In this work, the GCMC simulation methods were applied to study the mechanisms of shale hydrocarbon extraction in organic and inorganic nanopores with sizes of 1 nm and 3 nm, analyzing the impact of pressure drawdown and the CO₂ huff and puff process on gas recovery rates. During the primary gas production, CH₄ readily desorbs from the pore surface and is produced as reservoir pressure drops. On the contrary, C₄H₁₀ tends to be trapped in these organic nanopores and is difficult to produce, especially in the micropores. Comparatively, it is more difficult to recover C₄H₁₀ from the inorganic pores. During the CO₂ puffing process, the adsorbed CH₄ desorbs from the pore surface continuously and can therein be heavily extracted. However, the adsorbed C₄H₁₀ cannot be readily produced. During the CO₂ huffing period, the adsorbed CH₄ and C₄H₁₀ can desorb and escape from the inorganic mesopores, enhancing shale gas production. However, during the CO₂ puffing period, C₄H₁₀ in the inorganic micropores is hard to recover. Research findings indicate that during pressure drawdown and the CO₂ huff and puff process, CH₄ is more easily desorbed and released from the pores, whereas C₄H₁₀ is more difficult to generate and recover, especially in inorganic micropores.

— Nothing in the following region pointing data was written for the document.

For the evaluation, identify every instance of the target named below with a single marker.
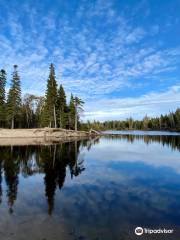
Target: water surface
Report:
(97, 189)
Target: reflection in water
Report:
(172, 141)
(51, 160)
(105, 202)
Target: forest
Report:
(52, 110)
(30, 111)
(168, 122)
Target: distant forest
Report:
(166, 122)
(52, 110)
(30, 111)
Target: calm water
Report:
(90, 190)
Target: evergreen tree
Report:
(14, 99)
(49, 115)
(78, 103)
(61, 107)
(2, 97)
(71, 113)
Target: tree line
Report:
(51, 110)
(165, 122)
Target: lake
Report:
(98, 189)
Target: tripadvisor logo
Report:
(139, 231)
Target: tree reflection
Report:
(172, 141)
(54, 161)
(11, 171)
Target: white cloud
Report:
(97, 52)
(151, 104)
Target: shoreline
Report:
(40, 136)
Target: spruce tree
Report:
(78, 103)
(71, 113)
(49, 115)
(14, 98)
(62, 107)
(2, 97)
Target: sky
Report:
(122, 57)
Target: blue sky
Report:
(121, 57)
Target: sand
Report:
(39, 136)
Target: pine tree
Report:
(71, 113)
(2, 97)
(14, 98)
(62, 107)
(49, 114)
(78, 103)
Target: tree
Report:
(78, 103)
(14, 98)
(71, 113)
(2, 96)
(61, 107)
(51, 99)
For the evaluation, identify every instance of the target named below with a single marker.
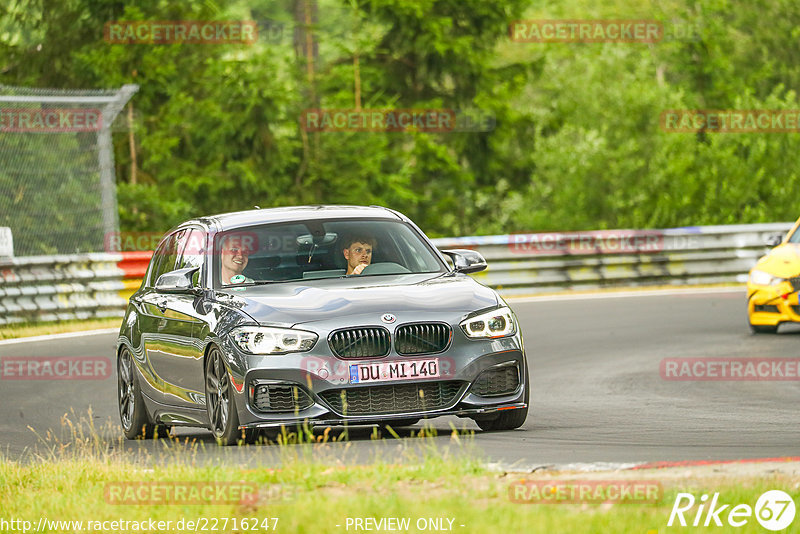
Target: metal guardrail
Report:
(60, 288)
(536, 263)
(57, 288)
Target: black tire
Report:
(133, 416)
(509, 419)
(222, 415)
(763, 329)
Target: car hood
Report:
(782, 261)
(292, 303)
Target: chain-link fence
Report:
(57, 187)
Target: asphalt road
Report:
(597, 394)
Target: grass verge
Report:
(311, 491)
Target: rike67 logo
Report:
(774, 510)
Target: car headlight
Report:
(495, 323)
(760, 278)
(269, 340)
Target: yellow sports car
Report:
(773, 285)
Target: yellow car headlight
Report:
(760, 278)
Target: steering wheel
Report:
(386, 267)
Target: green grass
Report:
(41, 329)
(312, 490)
(310, 496)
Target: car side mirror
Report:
(773, 240)
(466, 261)
(178, 281)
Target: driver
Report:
(358, 252)
(234, 257)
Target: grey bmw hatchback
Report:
(323, 315)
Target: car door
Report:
(151, 318)
(185, 315)
(173, 350)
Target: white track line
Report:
(51, 337)
(627, 294)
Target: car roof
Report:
(226, 221)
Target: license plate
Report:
(386, 371)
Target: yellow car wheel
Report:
(763, 328)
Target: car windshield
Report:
(318, 249)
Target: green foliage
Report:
(577, 142)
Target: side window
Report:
(193, 250)
(165, 257)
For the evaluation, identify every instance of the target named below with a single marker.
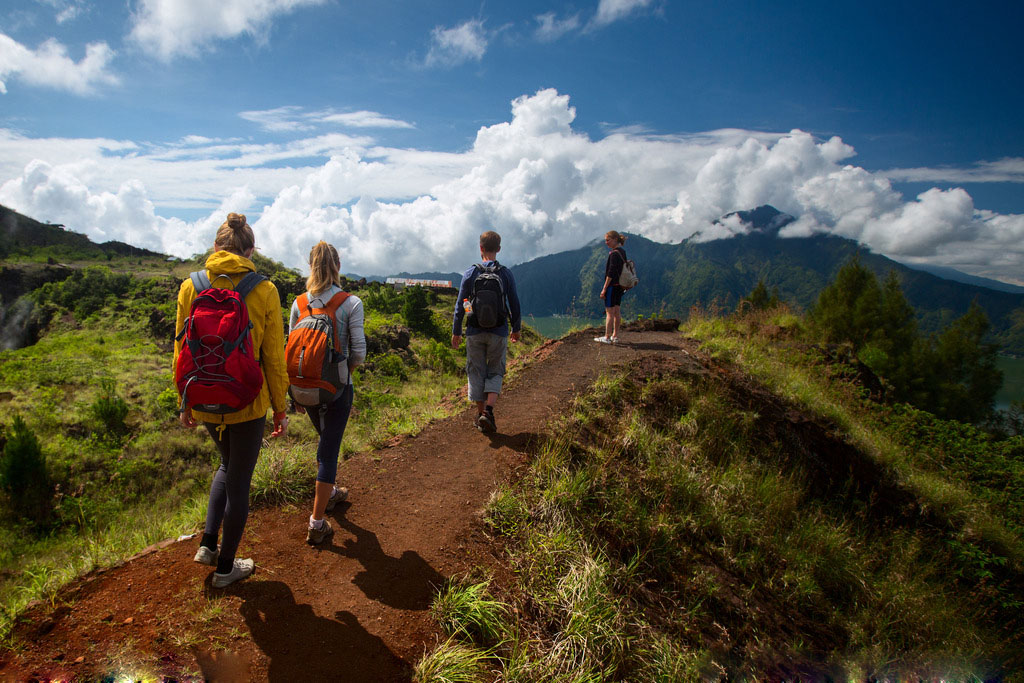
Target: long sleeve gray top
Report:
(348, 324)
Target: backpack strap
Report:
(330, 308)
(200, 281)
(248, 284)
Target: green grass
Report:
(680, 528)
(96, 391)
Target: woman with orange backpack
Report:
(228, 299)
(325, 343)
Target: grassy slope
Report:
(687, 525)
(116, 491)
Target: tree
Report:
(850, 307)
(23, 472)
(759, 298)
(960, 370)
(952, 375)
(416, 311)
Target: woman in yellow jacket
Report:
(238, 435)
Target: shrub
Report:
(23, 472)
(387, 365)
(381, 298)
(416, 311)
(437, 356)
(110, 410)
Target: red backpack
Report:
(315, 361)
(217, 371)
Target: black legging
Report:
(239, 444)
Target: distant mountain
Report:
(22, 236)
(674, 278)
(958, 276)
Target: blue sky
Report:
(400, 130)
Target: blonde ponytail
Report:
(325, 268)
(235, 235)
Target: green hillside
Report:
(93, 463)
(719, 273)
(748, 516)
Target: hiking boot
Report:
(206, 556)
(339, 495)
(485, 423)
(240, 569)
(317, 536)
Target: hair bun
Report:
(236, 221)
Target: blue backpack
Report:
(487, 298)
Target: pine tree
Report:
(23, 472)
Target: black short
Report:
(613, 296)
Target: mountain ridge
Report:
(675, 278)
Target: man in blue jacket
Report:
(487, 295)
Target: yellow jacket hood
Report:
(267, 332)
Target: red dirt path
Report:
(354, 610)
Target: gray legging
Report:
(239, 444)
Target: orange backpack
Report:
(316, 370)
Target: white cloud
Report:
(49, 66)
(1010, 169)
(284, 119)
(364, 120)
(545, 186)
(450, 47)
(170, 28)
(609, 11)
(549, 28)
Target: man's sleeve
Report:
(460, 312)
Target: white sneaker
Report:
(240, 569)
(206, 556)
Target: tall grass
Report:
(671, 528)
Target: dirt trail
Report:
(354, 610)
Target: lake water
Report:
(1013, 369)
(1013, 381)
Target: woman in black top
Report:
(611, 293)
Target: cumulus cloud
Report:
(49, 67)
(284, 119)
(450, 47)
(168, 29)
(609, 11)
(544, 185)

Recovery efficiency during pressure drawdown is smaller in micropores than that of the mesopores. In inorganic pores, the recovery efficiency of C₄H₁₀ is much higher than that in the organic pores. However, it is comparable in both pores for CH₄. In addition, the recovery efficiency of C₄H₁₀ can be negative in the micropores during pressure drawdown. During CO₂ huff and puff, the recovery efficiency of CH₄ is higher in the organic pores than that in the inorganic pores. More importantly, the recovery efficiency of C₄H₁₀ reaches the highest for both the inorganic and organic pores during the CO₂ huff and puff process. These findings indicate that the CO₂ huff and puff method is more effective for recovering heavier hydrocarbons than the pressure drawdown method.

Beyond traditional carbon sequestration methods, CO₂ mainly sequestrates in the adsorbed state in organic pores, while it mainly sequestrates in the free-gas state in the inorganic pores. According to the content of this study, CO₂ sequestration in the adsorbed state is safer than that in the free state. In our work, it is found that a high content of organic matter, high pressure, and small pores are beneficial factors for CO₂ sequestration transforming into adsorbed state storage.